Gördüğüm çok yaygın bir senaryo;
- Bir uzmanlık veya rolde üstün başarı göstermiş bir çalışan ekip yöneticiliğine terfi ettirilir,
- Birden bocalar, işleri devrettiğinde kendi yaptığı kalitede olmadığını görerek delege etmekten çekinir,
- İşler yığılır, operasyonel işler zamanının çoğunu almaya başlar, önceliklendirmede sıkıntılar oluşur,
- Ekip yönetimi, insanların potansiyellerinin ortaya çıkarılması, geliştirilmesi gibi ekip yöneticisi görevlerine yeteri kadar zaman kalmaz, bire bir toplantılar “daha acil” işlerden dolayı iptal edilmeye başlanır,
- Delege etmeye başlaması gerektiğini fark eder, başlar ve fakat “kontrol” ve “iş kalitesi” kaygıları işi “tamamı ile” devretmesini engeller.
- İşi devrettiği arkadaşının işi “beceremediğine” kanaat getiren ekip yöneticisi, işin “geri kalanını” yapmaya devam eder, böylece iş devri yapılamaz.

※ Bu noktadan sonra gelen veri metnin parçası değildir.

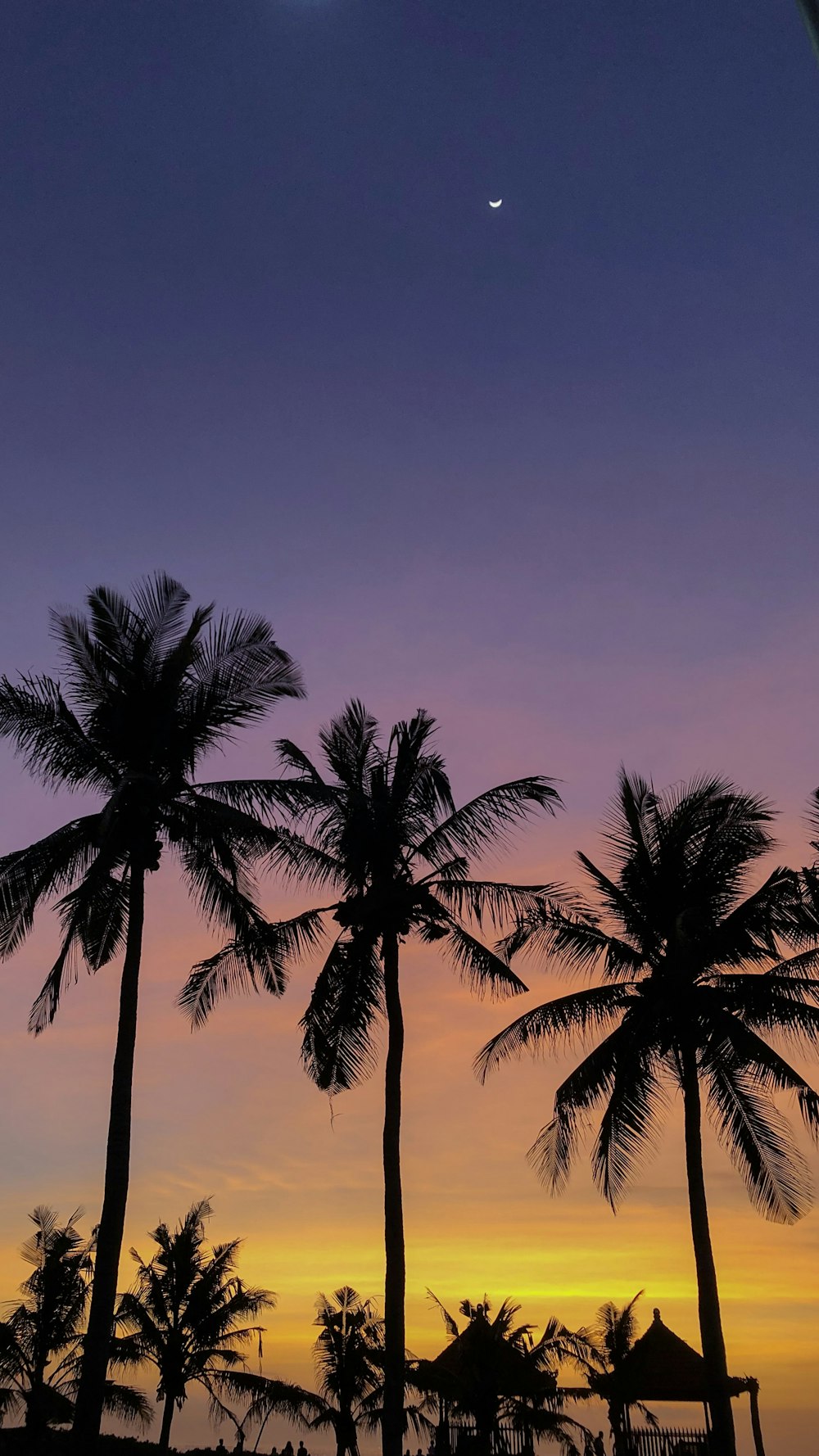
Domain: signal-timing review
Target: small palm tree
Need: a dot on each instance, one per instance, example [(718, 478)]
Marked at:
[(41, 1338), (349, 1360), (495, 1373), (153, 692), (187, 1317), (383, 836), (614, 1337), (694, 980)]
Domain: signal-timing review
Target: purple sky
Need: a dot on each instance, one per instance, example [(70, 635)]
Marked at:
[(550, 471)]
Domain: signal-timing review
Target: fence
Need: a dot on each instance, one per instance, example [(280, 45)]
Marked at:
[(669, 1442), (506, 1440)]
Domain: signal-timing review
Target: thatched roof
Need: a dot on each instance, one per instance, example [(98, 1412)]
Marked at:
[(662, 1368), (478, 1356)]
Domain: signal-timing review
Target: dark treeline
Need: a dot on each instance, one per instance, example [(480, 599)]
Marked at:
[(703, 973), (188, 1315)]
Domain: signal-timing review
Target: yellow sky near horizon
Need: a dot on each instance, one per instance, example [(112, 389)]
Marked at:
[(229, 1113)]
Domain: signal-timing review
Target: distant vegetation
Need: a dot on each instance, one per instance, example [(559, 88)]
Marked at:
[(703, 969)]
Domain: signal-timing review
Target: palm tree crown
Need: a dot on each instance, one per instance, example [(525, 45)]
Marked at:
[(151, 690), (383, 838), (495, 1372), (41, 1337), (693, 974), (188, 1314), (614, 1337), (694, 980)]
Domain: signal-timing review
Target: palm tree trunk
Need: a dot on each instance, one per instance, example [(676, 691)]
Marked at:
[(396, 1273), (166, 1420), (708, 1295), (117, 1165), (755, 1422)]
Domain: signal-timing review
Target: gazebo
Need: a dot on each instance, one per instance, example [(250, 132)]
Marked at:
[(478, 1369), (660, 1368)]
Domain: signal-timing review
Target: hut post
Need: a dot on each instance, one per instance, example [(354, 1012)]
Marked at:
[(755, 1424)]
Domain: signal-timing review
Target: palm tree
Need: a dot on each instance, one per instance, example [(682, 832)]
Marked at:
[(153, 692), (187, 1317), (41, 1338), (614, 1337), (693, 979), (349, 1360), (383, 836), (495, 1373)]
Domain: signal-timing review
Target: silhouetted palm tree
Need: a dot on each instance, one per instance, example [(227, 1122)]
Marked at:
[(614, 1337), (495, 1373), (153, 692), (187, 1317), (693, 974), (41, 1338), (383, 836), (349, 1359)]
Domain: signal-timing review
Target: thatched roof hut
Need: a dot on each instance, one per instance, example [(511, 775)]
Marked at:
[(660, 1366)]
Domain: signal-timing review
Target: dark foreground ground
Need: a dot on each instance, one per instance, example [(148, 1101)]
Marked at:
[(16, 1443)]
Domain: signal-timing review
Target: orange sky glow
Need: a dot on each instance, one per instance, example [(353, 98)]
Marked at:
[(228, 1113)]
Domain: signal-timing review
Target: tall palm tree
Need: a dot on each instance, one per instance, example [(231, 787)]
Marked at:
[(495, 1373), (383, 838), (151, 692), (614, 1337), (188, 1314), (693, 979), (349, 1360), (41, 1338)]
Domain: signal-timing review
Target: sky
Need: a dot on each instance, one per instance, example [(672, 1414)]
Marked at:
[(548, 471)]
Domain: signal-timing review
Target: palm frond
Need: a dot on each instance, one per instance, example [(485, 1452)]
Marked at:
[(482, 970), (127, 1404), (337, 1047), (487, 898), (488, 819), (758, 1142), (630, 1120), (553, 1151), (29, 877), (258, 960), (48, 737), (555, 1023)]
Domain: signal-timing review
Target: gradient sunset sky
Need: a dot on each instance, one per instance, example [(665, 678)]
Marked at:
[(548, 471)]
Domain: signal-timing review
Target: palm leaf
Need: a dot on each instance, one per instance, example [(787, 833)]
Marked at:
[(482, 970), (553, 1151), (337, 1047), (555, 1023), (759, 1145), (257, 960), (488, 819)]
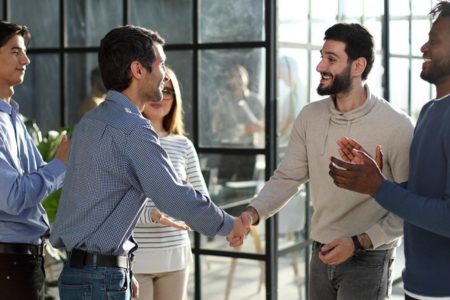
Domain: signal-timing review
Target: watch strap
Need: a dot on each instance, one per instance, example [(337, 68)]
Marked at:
[(359, 249)]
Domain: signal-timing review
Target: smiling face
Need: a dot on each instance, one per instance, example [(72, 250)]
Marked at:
[(156, 111), (13, 62), (436, 53), (334, 68), (154, 83)]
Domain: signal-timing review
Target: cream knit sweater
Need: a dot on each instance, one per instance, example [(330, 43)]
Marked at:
[(338, 212)]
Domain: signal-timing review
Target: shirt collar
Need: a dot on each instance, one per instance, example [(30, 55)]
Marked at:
[(123, 101), (8, 107)]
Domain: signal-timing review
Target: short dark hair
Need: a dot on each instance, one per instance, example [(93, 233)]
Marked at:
[(119, 48), (9, 30), (441, 9), (358, 41)]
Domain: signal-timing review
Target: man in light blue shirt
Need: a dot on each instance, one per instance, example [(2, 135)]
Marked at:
[(116, 162), (25, 179)]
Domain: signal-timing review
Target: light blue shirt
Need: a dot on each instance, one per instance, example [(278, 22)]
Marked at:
[(115, 163), (25, 180)]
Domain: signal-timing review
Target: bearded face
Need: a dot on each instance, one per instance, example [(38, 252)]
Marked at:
[(331, 84)]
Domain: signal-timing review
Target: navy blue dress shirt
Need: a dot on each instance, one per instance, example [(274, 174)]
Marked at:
[(115, 163)]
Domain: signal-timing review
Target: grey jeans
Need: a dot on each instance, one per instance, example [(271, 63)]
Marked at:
[(367, 277)]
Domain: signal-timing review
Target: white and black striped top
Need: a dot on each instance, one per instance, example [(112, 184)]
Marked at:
[(163, 248)]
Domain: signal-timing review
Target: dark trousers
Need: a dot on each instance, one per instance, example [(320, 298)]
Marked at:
[(21, 277)]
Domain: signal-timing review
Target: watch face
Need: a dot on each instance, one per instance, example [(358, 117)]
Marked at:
[(358, 247)]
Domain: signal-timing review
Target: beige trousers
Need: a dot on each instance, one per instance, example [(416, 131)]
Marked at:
[(163, 286)]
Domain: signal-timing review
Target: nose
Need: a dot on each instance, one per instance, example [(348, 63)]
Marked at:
[(320, 66), (25, 60), (424, 47), (166, 76)]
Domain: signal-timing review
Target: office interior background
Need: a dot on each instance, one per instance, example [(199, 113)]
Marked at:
[(278, 44)]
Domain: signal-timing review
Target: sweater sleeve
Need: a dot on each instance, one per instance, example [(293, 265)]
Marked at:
[(287, 178), (390, 227), (431, 214)]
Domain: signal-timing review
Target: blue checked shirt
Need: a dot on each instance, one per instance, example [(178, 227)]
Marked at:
[(25, 180), (115, 163)]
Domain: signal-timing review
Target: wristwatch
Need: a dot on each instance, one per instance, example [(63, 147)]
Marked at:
[(359, 249)]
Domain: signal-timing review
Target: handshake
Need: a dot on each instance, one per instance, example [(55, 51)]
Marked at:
[(241, 226)]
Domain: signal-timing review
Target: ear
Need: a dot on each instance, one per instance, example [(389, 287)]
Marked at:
[(137, 70), (358, 66)]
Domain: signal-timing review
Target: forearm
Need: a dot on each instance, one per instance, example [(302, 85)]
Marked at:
[(386, 230), (432, 214), (27, 190)]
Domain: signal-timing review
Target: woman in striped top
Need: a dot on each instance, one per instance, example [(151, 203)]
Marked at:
[(164, 255)]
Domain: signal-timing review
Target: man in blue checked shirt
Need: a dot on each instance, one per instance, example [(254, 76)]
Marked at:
[(25, 179), (116, 162)]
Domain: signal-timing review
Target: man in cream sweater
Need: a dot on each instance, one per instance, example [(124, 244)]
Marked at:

Ekip üyesi arkadaşımız da işi tam öğrenemez, bu döngü böyle sürer.
Peki bir de olumlu taraftan bakarsak, delegasyon neden bu kadar önemli ve kritik?
Delegasyon;
- iş sorumluluğunun devrini gerektirir ve bu da sahiplenmeyi ve bağlılığı artırır.
- işin tecrübe ve içerik aktarımıyla farklı çalışanlar tarafından öğrenilmesini sağlar.
- ekip yöneticilerinin zamanlarını daha stratejik kullanmalarına olanak verir.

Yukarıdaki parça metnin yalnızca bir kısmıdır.